Here’s something magical from the mighty Markus Acher / Morr Music axis. Following in the footsteps of the groundbreaking Minna Miteru compilation, one of the key scene groups, Yumbo, are properly documented here on a double album set with a 28 page booklet. The Fruit Of Errata comes in an edition of 500.

Led by songwriter, pianist, and occasional vocalist Koji Shibuya, this legendary Japanese group has released four albums since forming in 1998. This compilation draws fifteen songs (eighteen on vinyl) from those albums, and some ancillary releases, to uncover a biographical narrative of Yumbo, showing how Shibuya’s songwriting, and the group’s limber, sensitive playing, has developed over the decades. It also places them squarely within a tradition of home-spun but ambitious Japanese pop that takes in Maher Shalal Hash Baz, Tenniscoats, Nagisa Ni Te, Yuzo Iwata, Kazumi Nikaido and more.

Yumbo is very much the vision of Shibuya, an amiable iconoclast whose songs seem informed by some of his early listening – there’s the playful seriousness of Maher Shalal Hash Baz’s Tori Kudo here, an avowed long-time hero for Shibuya, but also the flexibility of freely improvised music. You can also hear Shibuya’s fondness for Mayo Thompson and The Red Crayola in both the idiosyncracies of the writing and the egalitarian looseness of the playing. Shibuya also carries those energies into the group’s membership – there are fantastic stories of him having a conversation at a record shop, or overhearing someone speaking, and asking the person in question to join Yumbo as one of their various singers. He seems open to chance as a driving force, as a way to make space for unexpected possibilities to blossom.

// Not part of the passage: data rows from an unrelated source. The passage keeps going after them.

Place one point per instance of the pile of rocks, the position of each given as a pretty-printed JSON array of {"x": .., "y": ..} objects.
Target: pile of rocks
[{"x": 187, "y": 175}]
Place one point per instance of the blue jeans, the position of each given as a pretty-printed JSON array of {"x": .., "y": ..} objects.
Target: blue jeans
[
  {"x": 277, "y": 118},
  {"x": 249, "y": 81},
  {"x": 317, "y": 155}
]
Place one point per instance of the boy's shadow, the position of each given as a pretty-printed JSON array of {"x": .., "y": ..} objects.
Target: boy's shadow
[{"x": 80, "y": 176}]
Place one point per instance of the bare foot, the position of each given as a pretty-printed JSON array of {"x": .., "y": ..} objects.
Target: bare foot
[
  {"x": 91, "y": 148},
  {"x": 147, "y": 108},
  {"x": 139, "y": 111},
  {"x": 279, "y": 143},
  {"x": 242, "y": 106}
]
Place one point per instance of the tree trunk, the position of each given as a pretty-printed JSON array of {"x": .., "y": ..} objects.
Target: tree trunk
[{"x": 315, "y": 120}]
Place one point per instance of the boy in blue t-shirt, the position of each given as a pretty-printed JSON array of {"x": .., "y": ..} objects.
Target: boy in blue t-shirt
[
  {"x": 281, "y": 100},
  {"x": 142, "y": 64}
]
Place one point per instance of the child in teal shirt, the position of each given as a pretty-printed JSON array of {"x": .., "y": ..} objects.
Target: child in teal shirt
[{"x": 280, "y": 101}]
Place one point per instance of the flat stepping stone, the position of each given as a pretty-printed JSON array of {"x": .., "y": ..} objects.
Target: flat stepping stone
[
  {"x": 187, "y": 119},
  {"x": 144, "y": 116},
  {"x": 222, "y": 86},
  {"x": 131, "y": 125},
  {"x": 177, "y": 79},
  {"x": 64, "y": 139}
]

The great achievement of Yumbo and Shibuya, though, is translating all of this into beautiful, unpredictable pop songs. There’s a gorgeous soul-inflected lilt to “A House” that makes it delightfully affecting; the swaying brass on “Storm” propels its melody to a moody, dreamlike conclusion; the nakedness of “The Sweetest Mass” is slightly reminiscent of Carla Bley’s more pop-focused writing, crossed with the classicism of the songs that spilled from the Brill Building in the ‘60s. Throughout, Shibuya renders pop a deeply personal experience; you can hear musings here on friendship, family, intimacy, the complexity of relationships, mortality, and imbalances of power. These musings are also shadowed by real-life events: the effects and impact of the Great East Japan Earthquake of 2011 are captured in songs like “Umbrella People” from Onibi.

Throughout the performances on The Fruit Of Errata, Shibuya and the group play with tenderness; they also often draw on other players to flesh out the music even further, two such guests being the aforementioned Tori Kudo (on “Umbrella People”) and Olympia, Washington’s LAKE (on “The Devil Song”). Community-minded and generous in approach, the writing of Shibuya and the music of Yumbo is never less than lovely, and The Fruit Of Errata is a welcome introduction to their world. Open and gentle, confident and generous, these pop songs are filled with charm and spirit.